Carvin is correct, however, that his best chance of winning this case is to hope that the justices will place their partisan preferences before the law, as the legal arguments presented in his briefs are weak. As ThinkProgress previously explained, Carvin’s legal theory misreads the Affordable Care Act by fixating on one line of the statute to the exclusion of other text that cuts against his claim that the law should be defunded. This method of reading a statute defies the Supreme Court’s command that “a reviewing court should not confine itself to examining a particular statutory provision in isolation” as the “meaning—or ambiguity—of certain words or phrases may only become evident when placed in context.”
Carvin also asks the courts to read Obamacare in a way that would render much of its language virtually meaningless. As we explained in a lengthy examination of the flaws in his lawsuit, Carvin “expect[s] the courts to believe that Obamacare is supposed to create barren health exchanges where little or no health insurers offer exorbitantly priced insurance that hardly anyone can afford.” This claim, among other things, cannot be squared with the law’s declaration that it will achieve “near-universal coverage by building upon and strengthening the private employer-based health insurance system.”
Nevertheless, the fact that Carvin’s legal arguments lack merit does not necessarily mean that he is wrong about how the justices will view his case.

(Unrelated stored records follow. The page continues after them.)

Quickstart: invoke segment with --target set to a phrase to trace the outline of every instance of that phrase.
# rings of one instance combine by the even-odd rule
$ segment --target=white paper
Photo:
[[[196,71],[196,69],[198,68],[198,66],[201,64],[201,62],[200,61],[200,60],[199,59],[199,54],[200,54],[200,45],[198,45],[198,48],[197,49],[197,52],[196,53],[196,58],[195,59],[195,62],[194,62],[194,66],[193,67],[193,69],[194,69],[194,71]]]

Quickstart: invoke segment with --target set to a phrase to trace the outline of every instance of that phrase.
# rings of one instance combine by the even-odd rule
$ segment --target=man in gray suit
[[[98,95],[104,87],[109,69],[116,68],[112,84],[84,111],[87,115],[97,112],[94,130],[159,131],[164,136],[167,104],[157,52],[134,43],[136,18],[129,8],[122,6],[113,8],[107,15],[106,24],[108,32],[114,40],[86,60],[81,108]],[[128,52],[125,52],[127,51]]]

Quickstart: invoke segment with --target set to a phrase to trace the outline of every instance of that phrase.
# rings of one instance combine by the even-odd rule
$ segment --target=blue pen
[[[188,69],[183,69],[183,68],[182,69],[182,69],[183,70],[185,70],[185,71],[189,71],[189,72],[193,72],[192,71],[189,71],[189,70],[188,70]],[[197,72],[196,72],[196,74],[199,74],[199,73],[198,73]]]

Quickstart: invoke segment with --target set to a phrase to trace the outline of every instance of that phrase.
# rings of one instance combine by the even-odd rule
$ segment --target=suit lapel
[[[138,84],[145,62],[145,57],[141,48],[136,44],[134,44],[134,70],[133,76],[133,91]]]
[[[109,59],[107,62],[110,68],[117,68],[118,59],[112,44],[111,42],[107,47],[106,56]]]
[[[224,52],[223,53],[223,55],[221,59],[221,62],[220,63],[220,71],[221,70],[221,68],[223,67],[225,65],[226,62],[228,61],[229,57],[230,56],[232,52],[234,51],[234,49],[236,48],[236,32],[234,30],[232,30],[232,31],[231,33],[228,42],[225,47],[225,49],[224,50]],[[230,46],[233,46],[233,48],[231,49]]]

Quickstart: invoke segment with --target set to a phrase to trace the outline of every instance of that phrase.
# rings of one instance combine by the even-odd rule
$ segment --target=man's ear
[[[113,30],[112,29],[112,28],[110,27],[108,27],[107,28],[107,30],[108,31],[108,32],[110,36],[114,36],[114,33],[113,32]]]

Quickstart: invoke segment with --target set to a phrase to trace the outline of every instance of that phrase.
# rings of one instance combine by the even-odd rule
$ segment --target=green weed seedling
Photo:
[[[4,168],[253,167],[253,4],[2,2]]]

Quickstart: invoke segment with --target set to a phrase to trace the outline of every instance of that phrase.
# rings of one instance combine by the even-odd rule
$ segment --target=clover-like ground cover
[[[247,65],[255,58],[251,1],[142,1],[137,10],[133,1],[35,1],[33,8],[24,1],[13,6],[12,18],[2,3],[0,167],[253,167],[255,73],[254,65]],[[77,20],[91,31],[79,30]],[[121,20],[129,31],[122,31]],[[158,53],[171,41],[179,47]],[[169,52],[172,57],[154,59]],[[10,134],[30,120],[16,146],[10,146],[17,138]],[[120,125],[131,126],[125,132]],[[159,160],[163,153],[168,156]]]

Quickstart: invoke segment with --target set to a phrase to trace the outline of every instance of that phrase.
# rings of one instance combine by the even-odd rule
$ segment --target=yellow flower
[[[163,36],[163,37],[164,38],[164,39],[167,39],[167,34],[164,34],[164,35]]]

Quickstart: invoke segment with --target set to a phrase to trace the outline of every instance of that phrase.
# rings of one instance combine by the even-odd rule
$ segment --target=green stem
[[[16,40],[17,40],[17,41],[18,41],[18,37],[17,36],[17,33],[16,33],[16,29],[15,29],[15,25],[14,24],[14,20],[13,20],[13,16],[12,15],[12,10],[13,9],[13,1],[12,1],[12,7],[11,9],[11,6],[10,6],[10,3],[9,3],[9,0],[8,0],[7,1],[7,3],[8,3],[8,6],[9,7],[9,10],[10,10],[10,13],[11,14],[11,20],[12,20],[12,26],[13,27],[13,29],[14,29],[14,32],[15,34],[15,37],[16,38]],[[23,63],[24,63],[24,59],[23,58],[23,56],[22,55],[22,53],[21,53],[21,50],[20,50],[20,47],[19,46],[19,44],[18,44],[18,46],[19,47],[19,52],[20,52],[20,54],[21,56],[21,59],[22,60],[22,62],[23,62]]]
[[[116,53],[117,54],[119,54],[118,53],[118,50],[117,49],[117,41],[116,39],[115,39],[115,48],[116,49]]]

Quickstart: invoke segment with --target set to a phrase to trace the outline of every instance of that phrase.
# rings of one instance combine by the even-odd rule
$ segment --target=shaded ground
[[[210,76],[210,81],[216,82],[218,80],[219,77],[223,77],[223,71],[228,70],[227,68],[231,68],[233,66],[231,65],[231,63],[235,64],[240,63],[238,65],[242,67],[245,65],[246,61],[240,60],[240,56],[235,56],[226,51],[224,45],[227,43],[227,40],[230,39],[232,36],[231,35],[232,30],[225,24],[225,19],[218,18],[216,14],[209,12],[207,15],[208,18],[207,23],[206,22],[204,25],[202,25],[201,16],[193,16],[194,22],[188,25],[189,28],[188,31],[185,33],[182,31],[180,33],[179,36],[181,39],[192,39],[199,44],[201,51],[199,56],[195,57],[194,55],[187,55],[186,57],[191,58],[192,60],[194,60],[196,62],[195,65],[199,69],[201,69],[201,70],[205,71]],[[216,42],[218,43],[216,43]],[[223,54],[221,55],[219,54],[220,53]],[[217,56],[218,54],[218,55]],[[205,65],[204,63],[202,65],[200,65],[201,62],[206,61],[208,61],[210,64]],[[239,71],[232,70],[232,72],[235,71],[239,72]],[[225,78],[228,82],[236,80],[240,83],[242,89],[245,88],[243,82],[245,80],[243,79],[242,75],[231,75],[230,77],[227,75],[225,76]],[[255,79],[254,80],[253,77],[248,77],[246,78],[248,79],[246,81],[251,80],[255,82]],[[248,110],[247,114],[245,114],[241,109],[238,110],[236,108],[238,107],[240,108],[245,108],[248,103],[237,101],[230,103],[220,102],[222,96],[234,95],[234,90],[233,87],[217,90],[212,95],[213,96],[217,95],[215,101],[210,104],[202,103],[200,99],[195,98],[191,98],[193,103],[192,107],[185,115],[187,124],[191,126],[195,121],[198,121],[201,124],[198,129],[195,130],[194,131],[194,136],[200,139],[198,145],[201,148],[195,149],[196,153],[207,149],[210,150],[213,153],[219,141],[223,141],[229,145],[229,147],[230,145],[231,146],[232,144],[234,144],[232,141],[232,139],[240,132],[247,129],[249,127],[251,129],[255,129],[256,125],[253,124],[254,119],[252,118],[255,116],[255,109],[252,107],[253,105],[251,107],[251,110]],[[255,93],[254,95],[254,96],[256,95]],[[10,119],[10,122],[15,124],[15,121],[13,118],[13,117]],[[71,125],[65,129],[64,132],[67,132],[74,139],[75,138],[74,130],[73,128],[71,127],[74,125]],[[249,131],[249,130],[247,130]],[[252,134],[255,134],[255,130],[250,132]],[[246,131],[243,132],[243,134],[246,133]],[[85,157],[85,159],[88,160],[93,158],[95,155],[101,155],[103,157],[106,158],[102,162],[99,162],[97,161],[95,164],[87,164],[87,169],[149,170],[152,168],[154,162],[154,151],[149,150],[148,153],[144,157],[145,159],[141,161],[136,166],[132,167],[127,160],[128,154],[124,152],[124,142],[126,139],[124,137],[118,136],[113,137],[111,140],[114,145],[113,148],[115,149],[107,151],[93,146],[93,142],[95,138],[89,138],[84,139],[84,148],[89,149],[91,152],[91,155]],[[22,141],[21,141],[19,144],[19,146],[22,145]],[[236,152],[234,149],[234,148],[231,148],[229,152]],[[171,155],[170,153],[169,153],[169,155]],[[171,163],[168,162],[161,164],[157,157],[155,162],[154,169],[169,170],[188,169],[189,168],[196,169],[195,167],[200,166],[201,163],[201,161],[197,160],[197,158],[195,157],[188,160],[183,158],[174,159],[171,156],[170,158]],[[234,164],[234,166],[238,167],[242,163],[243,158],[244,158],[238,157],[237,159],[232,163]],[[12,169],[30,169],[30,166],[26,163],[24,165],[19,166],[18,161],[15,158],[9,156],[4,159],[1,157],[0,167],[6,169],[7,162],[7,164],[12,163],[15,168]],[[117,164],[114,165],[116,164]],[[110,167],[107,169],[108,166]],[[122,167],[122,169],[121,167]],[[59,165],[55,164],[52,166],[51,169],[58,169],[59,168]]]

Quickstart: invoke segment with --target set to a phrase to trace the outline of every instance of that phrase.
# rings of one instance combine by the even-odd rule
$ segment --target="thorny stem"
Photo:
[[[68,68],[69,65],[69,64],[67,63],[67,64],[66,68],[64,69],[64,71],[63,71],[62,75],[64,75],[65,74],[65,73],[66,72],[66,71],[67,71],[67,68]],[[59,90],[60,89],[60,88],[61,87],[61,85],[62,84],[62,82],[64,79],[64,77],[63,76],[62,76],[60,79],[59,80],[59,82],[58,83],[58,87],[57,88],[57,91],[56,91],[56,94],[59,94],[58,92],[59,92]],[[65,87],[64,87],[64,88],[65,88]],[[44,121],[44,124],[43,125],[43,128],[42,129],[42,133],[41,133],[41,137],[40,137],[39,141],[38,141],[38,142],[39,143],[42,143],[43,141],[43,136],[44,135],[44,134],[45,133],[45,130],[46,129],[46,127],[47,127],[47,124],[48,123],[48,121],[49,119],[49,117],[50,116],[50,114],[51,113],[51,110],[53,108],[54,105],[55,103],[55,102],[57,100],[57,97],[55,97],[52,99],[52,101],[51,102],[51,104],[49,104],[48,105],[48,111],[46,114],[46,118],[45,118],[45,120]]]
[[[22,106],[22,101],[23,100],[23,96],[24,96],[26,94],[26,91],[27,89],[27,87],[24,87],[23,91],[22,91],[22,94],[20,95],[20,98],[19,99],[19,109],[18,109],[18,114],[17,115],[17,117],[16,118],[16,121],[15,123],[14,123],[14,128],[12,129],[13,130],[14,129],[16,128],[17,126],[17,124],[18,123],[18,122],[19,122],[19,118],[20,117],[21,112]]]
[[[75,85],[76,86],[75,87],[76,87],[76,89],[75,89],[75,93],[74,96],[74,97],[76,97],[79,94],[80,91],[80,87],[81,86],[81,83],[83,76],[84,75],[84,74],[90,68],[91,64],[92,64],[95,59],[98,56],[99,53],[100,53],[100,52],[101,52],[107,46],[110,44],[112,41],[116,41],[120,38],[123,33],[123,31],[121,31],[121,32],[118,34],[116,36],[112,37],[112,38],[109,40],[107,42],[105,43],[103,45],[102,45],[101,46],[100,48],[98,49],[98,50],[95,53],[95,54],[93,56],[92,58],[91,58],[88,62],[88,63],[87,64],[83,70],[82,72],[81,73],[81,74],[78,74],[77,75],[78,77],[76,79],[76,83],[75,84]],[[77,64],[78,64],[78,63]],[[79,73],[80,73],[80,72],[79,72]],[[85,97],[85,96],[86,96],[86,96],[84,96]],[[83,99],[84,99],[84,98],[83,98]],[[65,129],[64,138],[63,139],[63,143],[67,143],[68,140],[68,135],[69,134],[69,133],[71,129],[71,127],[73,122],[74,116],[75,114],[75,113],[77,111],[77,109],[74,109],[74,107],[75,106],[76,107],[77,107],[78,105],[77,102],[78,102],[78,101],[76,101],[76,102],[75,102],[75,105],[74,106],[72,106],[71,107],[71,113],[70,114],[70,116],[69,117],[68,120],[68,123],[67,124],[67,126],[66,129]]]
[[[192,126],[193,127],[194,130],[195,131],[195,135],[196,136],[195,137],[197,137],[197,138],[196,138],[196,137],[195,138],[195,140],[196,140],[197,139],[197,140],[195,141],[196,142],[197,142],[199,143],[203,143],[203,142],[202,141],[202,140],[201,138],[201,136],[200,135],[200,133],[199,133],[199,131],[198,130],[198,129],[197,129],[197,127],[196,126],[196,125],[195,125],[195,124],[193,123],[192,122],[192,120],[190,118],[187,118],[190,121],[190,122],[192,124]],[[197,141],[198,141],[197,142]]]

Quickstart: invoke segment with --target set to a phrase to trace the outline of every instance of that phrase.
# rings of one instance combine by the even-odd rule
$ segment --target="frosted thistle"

In August, the Washington Timesexamined the voting patterns of judges in cases involving the Affordable Care Act. They found that “Democratic appointees ruled in favor of Obamacare more than 90 percent of the time, while Republican appointees ruled against it nearly 80 percent of the time.” Pure partisanship, not the merits of a particular legal argument, has been the greatest predictor of how judges will decide cases involving this politically charged law.
But if judges cannot set aside their partisan preferences, then that is an indictment of the very legitimacy of the judiciary. Elected officials are empowered to govern because their authority flows from the will of the people. Federal judges, by contrast, enjoy no popular mandate and they cannot be removed from office in a future election if they abuse their power or otherwise to harm to the law. Nevertheless, the Constitution entrusts them with significant authority because it expects judges to objectively apply the law regardless of their political views.
Yet, if judges behave just like ordinary politicians, then the case for giving them any power whatsoever breaks down. Between giving an elected official who can be removed from office the power to set policy based solely on that official’s own political views, and giving that same power to an unelected official who serves for life, it is better to leave that kind of power in the hands of people who are actually accountable to the people. Placing that kind of power in the hands of unelected officials with life tenure, at least if those officials do not restrain themselves by following objective legal principles, is akin to oligarchy.
So Carvin’s prediction that Republican justices can be trusted to advance Republican policies even in a case such as this one, where the legal arguments for doing so are weak, may in fact prove correct. Should Carvin be vindicated, however, the justices will deal a grievous self-inflicted wound to their own institution.